There are some long-distance thru-hikes where you will hit areas which just can't be traversed fast, this harkens back to proper research. With each goal or expectation, you hit to make a new one to strive for, remember they can be goals like making friends or learning some hobby, not just distance related.
Between friends you want to keep in constant contact on the thru-hike to your tramily, you find along the path. You want to build a social circle to keep consistent contact with which will help keep you mentally connected to people you want to have close.
The cool thing about these is they can help when you leave the trail also, giving you people to reach out to if you should have any issues with post-trail depression or other needs or problems. Build a tramily and share your experiences, listen and learn from their experiences, aim to expand your horizons as this group will be one of the most diverse you will ever be a part of.
I know it sounds cool to prepare all these boxes to send things to yourself, I wouldn't spend the time managing this except for specific needs. For example, on the PCT, you will go from the desert to mountains which may need a swap of gear. Other things like when a trail requires a bear canister instead of a bear bag, that isn't something you will want to carry the entire time!

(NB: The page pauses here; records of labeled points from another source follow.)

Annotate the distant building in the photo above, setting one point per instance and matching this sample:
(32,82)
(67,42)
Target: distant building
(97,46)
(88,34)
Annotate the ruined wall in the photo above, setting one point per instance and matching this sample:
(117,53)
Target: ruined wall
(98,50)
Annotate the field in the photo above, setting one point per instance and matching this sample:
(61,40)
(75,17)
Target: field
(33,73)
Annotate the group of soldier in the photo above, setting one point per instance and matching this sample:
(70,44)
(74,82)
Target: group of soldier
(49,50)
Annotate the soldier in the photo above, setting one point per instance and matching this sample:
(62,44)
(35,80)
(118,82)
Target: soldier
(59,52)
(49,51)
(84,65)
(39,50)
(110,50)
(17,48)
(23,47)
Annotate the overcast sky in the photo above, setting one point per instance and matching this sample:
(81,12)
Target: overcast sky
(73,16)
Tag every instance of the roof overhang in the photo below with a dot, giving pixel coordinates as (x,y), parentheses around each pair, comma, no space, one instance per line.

Maybe you think it would be good to bring along a spouse or close friend for a long-distance friendship building expedition. The issue is over 6 months you are going to spend almost every minute with these people and sometimes even the strongest relationships can use a little distance.

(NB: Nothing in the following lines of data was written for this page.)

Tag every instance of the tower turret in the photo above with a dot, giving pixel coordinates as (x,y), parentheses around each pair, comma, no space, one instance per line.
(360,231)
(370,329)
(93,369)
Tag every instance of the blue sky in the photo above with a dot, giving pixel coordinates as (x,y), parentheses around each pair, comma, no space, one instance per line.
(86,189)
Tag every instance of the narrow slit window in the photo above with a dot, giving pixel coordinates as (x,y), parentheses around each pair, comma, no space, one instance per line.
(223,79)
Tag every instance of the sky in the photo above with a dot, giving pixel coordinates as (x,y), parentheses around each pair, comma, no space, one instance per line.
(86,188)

Now I am not saying you can't bring people with you on a thru-hike, I'm just saying you will want to take this into consideration. You may want to plan out some endpoints and each takes some time to hike individually then spend time in the evening, this will depend on each person's friendship and/or relationship.
Don't start out the day or after a long break on a hard, fast pace. You want to make sure your body is prepared and that your muscles are warmed up, ready to work for you.

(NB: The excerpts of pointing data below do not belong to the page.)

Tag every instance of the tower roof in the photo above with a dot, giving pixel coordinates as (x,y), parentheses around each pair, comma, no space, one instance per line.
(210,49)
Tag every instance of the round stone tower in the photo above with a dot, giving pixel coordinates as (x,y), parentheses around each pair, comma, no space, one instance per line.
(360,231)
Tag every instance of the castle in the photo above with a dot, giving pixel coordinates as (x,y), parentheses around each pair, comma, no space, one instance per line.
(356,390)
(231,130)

This will be especially needed the further you go while hiking as you are keeping the muscles tensed and in extended use. You also want to get warmed up after you wake from a rest as your body will more than likely be achy and more locked up.
Many thru-hikers hit the trail and try to crank out major league miles from the very start. What you need to do is start slow and let your body start to develop some better strength to maintain the hike from start to finish.
As you travel and build strength and endurance you will be able to go longer, further, and faster than the start of the hike. This is important as you are essentially laying the foundation to become the ultimate thru-hiking bad a#$.
Over the length of a thru-hike, you will be taxed mentally as you are having to take care of all of these variables you don't have to in normal life. This constant thinking strain about the weather, where to camp, is that a bear, a snake, all will become incredibly exhausting.
Take your time to keep a level head when you're tired, wet, cold, sore, bored, and hungry is really the name of the game. Look at adding in mentally stimulating exercises like podcasts, photography and more.
While out on the trail take in the little things like the sounds and smells as it is unique and one of a kind. While out wake up early to catch a sunrise and enjoy the early morning sunshine, stay up late to enjoy the sunset to see the last hints of daylight over the horizon.
Take time litterally to smell the roses, no not the real ones, necessarily. Enjoy the time away from engines and smog and civilation, soak it all in.
For many of you, this may be the only trip of this length you will ever make and because of this, you need to enjoy it and not try to speed it up, take in all the glory and absorb the views of nature at its finest!
In finding these helpful tips for first time thru-hikers I actually found a lot to help out myself and not just a first-timer, I hope that everyone gathers something from the above to make their thru-hikes more enjoyable!